Closed sr320 closed 4 years ago

sr320 commented 4 years ago

The files

Sealice_F1_S20_L001_R1_001.fastq.gz
Sealice_F1_S20_L001_R2_001.fastq.gz
Sealice_F1_S20_L002_R1_001.fastq.gz
Sealice_F1_S20_L002_R2_001.fastq.gz
Sealice_F2_S22_L001_R1_001.fastq.gz
Sealice_F2_S22_L001_R2_001.fastq.gz
Sealice_F2_S22_L002_R1_001.fastq.gz
Sealice_F2_S22_L002_R2_001.fastq.gz

and are at..

/Volumes/web/nightingales/C_rogercresseyi/

issue is related to consistent error seen with raw and trimmed files...

Created C -> T converted version of the FastQ file Sealice_F1_S20_L001_R1_001.fastq.gz (20565855 sequences in total)

Writing a G -> A converted version of the input file Sealice_F1_S20_L001_R2_001.fastq.gz to Sealice_F1_S20_L001_R2_001.fastq.gz_G_to_A.fastq

Created G -> A converted version of the FastQ file Sealice_F1_S20_L001_R2_001.fastq.gz (113474961 sequences in total)

[FATAL ERROR]:  Number of bisulfite transformed reads are not equal between Read 1 (#20565855) and Read 2 (#113474961).
Possible causes: file truncation, or as a result of specifying read pairs that do not belong to each other?! Please re-specify file names! Exiting...
kubu4 commented 4 years ago

I'm determining counts now, but based on file sizes(the file sizes are noticeably different between each of the R1/R2 FastQ files), it's not terribly surprising that they don't have the same number of R1/R2 reads.
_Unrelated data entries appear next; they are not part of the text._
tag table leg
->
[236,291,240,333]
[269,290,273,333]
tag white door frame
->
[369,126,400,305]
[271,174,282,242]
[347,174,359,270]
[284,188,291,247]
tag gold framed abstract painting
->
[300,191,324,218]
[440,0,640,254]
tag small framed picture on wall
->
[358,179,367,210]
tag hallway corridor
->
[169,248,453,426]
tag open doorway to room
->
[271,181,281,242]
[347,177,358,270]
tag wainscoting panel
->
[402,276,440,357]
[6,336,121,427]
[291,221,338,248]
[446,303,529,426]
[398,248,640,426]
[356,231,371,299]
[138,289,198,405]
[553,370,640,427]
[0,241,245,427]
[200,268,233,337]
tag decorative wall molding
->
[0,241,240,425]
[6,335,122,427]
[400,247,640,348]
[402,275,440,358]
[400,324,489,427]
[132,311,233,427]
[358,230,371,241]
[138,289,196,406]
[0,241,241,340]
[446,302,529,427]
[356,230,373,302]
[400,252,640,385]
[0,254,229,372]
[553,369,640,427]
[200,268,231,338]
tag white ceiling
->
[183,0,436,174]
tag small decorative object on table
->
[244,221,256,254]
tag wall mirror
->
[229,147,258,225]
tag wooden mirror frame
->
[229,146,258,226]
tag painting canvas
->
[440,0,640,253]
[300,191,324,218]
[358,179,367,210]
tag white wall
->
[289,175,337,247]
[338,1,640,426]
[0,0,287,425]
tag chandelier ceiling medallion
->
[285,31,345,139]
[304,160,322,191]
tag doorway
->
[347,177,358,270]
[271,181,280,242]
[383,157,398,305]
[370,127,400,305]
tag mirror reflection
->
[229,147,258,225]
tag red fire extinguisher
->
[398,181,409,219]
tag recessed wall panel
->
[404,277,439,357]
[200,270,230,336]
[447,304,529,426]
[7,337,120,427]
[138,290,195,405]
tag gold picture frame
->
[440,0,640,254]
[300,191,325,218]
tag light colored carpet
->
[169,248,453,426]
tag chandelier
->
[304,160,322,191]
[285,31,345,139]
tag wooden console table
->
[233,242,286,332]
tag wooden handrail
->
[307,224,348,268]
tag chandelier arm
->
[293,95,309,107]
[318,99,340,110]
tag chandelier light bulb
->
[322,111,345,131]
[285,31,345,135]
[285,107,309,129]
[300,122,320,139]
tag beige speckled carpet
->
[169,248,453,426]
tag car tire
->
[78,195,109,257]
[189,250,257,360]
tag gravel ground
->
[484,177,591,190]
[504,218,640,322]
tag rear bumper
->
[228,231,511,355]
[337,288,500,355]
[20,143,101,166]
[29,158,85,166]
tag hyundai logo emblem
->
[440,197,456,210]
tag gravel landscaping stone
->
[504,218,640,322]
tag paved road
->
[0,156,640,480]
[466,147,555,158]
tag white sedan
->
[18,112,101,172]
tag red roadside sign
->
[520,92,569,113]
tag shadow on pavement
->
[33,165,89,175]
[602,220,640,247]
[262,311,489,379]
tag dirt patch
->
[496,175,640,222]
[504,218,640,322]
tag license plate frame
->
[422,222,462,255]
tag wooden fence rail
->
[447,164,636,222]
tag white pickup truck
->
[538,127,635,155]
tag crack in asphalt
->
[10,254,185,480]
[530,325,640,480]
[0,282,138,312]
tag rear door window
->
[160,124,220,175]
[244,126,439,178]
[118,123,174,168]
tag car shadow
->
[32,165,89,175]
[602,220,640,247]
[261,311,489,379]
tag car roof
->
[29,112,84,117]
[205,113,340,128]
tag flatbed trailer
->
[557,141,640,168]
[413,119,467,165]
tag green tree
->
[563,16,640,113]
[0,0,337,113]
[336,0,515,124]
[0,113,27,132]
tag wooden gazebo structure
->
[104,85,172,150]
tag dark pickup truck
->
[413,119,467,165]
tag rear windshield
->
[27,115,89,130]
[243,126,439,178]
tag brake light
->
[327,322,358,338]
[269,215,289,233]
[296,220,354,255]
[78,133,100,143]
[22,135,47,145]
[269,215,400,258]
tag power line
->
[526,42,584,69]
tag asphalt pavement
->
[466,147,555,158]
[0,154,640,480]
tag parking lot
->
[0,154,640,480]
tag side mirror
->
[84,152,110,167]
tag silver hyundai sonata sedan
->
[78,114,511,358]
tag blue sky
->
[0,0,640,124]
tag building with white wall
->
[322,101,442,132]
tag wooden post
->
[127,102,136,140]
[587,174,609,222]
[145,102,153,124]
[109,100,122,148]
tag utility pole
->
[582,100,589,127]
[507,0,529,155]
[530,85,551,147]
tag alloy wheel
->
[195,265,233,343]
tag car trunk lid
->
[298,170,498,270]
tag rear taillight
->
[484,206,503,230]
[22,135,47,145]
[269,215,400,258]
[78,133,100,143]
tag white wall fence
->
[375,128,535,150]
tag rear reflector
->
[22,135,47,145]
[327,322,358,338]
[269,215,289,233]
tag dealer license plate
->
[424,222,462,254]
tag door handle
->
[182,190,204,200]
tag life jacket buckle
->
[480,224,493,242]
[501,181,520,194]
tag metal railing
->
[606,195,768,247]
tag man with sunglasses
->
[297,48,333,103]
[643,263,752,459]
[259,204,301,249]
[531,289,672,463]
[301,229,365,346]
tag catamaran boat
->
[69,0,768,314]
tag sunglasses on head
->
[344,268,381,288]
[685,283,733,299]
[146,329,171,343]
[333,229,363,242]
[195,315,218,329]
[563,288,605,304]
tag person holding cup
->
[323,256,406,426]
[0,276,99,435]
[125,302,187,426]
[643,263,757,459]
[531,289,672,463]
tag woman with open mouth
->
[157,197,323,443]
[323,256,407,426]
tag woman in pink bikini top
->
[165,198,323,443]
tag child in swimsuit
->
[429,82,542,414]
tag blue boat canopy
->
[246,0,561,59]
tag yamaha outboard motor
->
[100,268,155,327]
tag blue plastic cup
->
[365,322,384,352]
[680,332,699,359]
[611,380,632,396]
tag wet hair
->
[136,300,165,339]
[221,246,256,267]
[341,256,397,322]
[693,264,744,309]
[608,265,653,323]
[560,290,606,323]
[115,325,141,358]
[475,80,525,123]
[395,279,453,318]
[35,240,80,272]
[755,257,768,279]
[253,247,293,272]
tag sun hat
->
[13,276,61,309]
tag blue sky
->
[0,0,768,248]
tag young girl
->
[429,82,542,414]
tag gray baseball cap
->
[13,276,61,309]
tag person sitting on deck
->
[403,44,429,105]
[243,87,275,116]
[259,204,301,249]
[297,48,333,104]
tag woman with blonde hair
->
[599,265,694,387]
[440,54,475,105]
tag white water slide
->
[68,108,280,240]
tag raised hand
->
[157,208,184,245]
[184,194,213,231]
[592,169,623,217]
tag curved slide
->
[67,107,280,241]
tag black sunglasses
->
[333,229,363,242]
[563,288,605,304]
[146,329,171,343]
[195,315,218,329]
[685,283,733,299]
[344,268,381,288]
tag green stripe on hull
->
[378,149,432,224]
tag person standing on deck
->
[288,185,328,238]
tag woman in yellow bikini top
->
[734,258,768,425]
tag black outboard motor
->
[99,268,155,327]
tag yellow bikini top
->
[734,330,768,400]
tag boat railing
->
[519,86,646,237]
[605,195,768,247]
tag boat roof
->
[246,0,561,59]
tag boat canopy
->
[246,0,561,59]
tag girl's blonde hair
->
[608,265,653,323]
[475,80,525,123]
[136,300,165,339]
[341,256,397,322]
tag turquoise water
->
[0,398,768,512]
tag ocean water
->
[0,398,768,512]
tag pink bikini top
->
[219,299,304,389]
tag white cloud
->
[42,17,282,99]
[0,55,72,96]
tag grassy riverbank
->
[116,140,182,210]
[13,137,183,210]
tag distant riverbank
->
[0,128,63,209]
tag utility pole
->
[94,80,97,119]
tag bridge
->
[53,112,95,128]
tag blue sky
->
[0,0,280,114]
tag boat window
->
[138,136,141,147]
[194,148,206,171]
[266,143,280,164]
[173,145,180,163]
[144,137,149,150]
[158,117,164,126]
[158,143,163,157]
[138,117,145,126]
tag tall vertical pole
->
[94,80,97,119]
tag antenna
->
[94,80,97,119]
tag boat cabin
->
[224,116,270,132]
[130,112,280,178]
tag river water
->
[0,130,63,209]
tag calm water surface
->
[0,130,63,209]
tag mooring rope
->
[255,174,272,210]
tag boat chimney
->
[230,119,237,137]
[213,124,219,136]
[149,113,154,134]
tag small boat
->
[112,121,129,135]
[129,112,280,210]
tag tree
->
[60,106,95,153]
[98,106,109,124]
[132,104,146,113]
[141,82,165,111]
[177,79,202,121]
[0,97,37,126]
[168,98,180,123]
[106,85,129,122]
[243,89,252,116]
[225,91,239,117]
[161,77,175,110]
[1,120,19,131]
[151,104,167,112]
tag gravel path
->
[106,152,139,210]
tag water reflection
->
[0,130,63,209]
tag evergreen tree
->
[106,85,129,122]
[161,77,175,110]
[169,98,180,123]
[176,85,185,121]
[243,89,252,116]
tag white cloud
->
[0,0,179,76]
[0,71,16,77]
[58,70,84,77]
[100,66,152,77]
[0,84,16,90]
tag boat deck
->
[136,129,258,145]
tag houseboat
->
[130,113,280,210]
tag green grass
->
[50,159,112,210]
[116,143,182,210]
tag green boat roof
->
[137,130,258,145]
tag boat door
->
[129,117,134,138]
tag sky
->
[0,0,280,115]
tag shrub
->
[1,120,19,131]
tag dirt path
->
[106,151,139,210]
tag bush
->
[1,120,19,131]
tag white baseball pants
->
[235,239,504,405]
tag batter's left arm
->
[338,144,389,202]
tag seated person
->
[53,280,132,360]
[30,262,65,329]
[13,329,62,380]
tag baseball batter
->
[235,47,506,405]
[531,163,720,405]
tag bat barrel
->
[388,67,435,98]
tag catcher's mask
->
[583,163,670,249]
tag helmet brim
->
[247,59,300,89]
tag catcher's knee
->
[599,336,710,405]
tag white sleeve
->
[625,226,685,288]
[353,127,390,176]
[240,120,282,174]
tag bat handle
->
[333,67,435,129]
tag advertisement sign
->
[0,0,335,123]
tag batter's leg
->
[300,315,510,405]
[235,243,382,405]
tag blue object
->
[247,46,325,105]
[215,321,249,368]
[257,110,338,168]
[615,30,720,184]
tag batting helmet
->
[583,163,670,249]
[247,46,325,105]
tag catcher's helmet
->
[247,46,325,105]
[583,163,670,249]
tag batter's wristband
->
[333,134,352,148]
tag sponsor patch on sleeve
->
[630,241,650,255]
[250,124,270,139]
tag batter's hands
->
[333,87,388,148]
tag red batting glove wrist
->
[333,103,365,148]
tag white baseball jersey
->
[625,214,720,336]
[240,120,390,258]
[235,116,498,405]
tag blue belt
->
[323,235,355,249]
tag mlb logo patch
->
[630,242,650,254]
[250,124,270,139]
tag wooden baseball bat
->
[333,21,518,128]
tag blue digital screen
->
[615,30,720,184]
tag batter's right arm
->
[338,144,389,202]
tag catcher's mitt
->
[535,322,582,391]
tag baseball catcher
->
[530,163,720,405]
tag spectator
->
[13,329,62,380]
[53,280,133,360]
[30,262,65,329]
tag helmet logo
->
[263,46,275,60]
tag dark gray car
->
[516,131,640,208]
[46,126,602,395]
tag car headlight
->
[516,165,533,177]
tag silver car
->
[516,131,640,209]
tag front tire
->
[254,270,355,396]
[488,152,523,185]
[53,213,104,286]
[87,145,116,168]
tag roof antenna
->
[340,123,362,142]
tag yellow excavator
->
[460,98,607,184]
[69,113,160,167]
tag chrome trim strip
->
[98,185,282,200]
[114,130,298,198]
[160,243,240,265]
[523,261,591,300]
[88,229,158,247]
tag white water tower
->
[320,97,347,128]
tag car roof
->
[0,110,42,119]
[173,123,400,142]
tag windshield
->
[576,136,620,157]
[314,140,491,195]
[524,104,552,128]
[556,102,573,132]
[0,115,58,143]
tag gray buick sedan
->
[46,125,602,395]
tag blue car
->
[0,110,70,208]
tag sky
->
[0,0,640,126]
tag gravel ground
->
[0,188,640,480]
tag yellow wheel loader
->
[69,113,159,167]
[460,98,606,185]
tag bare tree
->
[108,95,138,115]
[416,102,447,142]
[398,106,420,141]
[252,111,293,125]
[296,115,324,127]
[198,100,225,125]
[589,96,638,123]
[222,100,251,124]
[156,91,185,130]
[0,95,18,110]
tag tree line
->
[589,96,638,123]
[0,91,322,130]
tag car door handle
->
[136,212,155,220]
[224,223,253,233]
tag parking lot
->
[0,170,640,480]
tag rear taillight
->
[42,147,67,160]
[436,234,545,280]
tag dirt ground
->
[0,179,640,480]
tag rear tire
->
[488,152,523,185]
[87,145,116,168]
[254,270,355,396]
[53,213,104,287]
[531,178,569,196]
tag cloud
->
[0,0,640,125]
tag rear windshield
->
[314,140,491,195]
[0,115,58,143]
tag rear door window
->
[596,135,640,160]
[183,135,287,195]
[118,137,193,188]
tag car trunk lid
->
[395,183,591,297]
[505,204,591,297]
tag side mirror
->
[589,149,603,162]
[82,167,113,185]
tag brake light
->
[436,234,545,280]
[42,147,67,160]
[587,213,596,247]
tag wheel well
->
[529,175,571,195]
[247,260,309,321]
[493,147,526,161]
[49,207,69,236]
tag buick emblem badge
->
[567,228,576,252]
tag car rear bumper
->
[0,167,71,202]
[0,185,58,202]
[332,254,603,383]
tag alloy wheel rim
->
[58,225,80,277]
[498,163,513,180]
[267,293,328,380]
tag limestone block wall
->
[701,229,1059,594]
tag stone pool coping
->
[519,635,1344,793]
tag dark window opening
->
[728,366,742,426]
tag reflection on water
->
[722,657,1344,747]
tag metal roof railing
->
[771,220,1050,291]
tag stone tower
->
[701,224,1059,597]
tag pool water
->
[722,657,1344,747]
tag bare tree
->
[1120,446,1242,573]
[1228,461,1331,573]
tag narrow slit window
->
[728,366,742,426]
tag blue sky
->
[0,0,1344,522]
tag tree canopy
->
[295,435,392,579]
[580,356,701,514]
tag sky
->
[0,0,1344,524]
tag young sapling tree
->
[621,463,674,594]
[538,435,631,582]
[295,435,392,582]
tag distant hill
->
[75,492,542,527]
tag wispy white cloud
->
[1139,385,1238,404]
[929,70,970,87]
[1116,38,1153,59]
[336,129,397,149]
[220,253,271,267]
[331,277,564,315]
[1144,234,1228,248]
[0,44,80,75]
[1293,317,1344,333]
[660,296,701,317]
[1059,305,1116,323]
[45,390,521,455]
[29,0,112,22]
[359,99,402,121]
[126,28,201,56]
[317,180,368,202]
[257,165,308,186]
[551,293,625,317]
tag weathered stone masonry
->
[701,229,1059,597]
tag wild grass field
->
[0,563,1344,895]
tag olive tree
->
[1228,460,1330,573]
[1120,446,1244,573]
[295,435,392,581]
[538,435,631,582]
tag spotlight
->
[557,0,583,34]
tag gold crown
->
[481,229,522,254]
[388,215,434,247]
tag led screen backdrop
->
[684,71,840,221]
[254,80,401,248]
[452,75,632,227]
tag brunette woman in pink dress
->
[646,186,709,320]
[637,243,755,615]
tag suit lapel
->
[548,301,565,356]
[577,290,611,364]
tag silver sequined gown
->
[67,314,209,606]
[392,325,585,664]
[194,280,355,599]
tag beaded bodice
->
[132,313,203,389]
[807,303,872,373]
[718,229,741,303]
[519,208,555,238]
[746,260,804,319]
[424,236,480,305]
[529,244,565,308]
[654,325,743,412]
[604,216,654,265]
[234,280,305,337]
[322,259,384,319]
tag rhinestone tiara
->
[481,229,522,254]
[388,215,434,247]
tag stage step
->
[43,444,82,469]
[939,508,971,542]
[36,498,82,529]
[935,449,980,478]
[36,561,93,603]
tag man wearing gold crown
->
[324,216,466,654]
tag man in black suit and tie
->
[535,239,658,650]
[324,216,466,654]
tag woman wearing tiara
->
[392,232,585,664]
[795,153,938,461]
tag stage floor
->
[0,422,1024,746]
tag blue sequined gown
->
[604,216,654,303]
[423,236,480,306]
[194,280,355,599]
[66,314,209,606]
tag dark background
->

sr320 commented 4 years ago

Thanks! makes sense. Probably should confirm files match what was provided by core. On Jan 2, 2020, 12:42 PM -0800, kubu4 notifications@github.com, wrote:

I'm determining counts now, but based on file sizes(the file sizes are noticeably different between each of the R1/R2 FastQ files), it's not terribly surprising that they don't have the same number of R1/R2 reads. — You are receiving this because you authored the thread. Reply to this email directly, view it on GitHub, or unsubscribe.

kubu4 commented 4 years ago

Hmmm, well, I was wrong regarding file size being an indicator for equal/unequal read counts!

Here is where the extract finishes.